Ma terre

                Je suis redevenue une terre infertile où plus rien ne pousse hormis celles qu’on appelle les herbes mauvaises, celles qui ne servent à rien, même pas de refuge aux loups. Du temps de ma splendeur au plus fort de l’été mes épis dorés se laissaient caresser par le vent et le rouge et le bleu, fleurs des blés, parsemaient ma terre de vives couleurs. J’étais un océan de blondeur et partout on m’admirait. Des peintres venaient de loin fixer sur leur toile ce moment de bonheur.

              Je me souviens très bien quand tout a commencé, de ce couple d’agriculteurs avec leurs deux enfants et du jour où ils ont pris possession de ce domaine. On les avait pourtant découragés de m’apprivoiser car beaucoup d’autres avant eux avaient essayé, semant sans relâche toutes sortes de graines sans aucun résultat. A quoi bon s’échiner là où  personne n’a jamais réussi leur disait-on, c’est du temps et de l’argent perdus, et les paysans connaissent le coût du travail. Jusqu’au jour où un vieux percheron attelé à sa charrue a creusé ma terre au plus profond à force de courage et de persévérance.

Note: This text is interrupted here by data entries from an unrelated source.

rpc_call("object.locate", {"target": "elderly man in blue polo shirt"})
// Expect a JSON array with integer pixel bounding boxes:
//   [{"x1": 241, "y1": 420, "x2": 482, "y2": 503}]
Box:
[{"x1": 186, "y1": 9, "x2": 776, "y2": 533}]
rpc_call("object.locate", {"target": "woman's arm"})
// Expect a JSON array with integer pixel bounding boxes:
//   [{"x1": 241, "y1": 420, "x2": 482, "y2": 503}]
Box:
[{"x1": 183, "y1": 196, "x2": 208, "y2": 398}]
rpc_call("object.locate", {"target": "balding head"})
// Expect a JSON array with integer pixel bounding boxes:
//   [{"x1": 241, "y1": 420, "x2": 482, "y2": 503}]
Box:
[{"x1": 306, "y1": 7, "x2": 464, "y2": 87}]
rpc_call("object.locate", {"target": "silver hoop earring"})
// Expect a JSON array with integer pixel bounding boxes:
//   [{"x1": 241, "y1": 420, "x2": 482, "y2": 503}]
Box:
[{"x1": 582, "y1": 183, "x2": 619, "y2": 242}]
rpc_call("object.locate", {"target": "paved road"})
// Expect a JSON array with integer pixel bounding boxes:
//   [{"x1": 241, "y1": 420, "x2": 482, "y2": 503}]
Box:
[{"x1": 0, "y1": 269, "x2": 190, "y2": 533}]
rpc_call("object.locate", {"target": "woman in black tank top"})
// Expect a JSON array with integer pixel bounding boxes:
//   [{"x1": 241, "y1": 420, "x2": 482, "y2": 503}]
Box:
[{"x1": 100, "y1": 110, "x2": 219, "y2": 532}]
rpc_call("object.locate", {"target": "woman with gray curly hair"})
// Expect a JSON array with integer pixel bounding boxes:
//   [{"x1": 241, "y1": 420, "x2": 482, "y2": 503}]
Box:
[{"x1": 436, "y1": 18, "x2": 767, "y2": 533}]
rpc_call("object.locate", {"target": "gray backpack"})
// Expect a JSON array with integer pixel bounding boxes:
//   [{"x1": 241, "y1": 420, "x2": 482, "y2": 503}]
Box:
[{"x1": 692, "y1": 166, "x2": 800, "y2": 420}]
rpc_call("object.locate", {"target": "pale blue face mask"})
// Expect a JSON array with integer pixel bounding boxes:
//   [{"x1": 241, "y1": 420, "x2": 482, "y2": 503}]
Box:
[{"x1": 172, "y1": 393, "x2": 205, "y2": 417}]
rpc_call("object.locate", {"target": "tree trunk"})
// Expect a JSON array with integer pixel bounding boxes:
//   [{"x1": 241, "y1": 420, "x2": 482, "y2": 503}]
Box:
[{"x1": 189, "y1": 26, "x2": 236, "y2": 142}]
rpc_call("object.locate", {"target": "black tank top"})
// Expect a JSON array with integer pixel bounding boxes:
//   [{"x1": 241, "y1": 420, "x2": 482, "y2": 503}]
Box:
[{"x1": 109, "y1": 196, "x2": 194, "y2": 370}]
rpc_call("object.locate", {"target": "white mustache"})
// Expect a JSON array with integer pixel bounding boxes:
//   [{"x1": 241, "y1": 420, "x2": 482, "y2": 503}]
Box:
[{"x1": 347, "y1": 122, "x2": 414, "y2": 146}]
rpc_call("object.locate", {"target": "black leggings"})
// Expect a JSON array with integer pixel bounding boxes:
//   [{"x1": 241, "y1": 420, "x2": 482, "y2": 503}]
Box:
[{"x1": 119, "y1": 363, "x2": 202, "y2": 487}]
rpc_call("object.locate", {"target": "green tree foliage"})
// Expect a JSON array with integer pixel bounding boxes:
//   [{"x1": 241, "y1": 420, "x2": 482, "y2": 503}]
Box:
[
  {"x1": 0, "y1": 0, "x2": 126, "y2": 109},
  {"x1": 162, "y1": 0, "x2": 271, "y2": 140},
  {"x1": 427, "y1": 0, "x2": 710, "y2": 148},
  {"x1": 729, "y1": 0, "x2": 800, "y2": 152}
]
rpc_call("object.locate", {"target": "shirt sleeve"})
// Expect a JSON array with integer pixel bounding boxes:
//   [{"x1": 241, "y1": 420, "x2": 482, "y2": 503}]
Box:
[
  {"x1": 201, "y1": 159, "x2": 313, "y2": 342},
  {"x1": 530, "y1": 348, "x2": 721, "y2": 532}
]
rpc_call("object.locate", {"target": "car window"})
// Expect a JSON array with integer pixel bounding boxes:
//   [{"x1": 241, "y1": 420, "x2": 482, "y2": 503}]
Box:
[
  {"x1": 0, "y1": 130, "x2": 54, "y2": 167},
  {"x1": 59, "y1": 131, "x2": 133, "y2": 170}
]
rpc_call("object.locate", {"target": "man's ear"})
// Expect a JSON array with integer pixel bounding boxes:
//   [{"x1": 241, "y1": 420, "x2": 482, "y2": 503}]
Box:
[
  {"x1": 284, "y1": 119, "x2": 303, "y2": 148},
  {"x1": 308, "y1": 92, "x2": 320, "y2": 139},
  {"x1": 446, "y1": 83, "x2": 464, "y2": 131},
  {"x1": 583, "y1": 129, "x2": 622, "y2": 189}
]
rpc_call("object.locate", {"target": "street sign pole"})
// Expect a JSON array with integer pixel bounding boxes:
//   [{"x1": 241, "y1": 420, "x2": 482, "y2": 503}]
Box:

Le soleil sortait de l’hiver me réchauffant peu à peu et le miracle se produisit, à l’étonnement de tous, quand les premières tiges vertes sortirent du sol. Pendant quelques années j’ai fait le bonheur et la fortune de ces gens  jusqu’au jour où l’ocre de ma terre est devenue rouge, comme un p’tit coquelicot mon âme, un tout p’tit coquelicot.

             En ce début juillet, La récolte s’annonçait belle, la plus belle jamais moissonnée. Les pluies étaient venues au bon moment et les épis avaient muri sous un soleil ardent. On avait dressé les tables sous les marronniers pour la fin des moissons et chacun s’apprêtait à regagner son logis. Une fois le blé engrangé il ne restait plus sur ma terre que les bottes de foin destinées aux animaux de la ferme. Tout autour d’elles les enfants jouaient à cache-cache et les amoureux se volaient des baisers à l’insu de tous.

            Quand les boulets ont commencé de tomber lourdement, creusant ma terre chaque fois plus profondément avec un bruit sourd, le mal était fait. Anéanties toutes les promesses d’une récolte identique à la précédente. Partout des hommes gémissaient en tombant et leur sang se répandait sur ma terre rougeoyante. Alentour tout devenait fou, cauchemardesque. On était passé du rêve à la triste réalité et à la folie de destruction des hommes. Terre de promesse, je suis devenue une terre de mémoire et de souvenirs où ne poussent plus désormais qu’une moisson de croix blanches.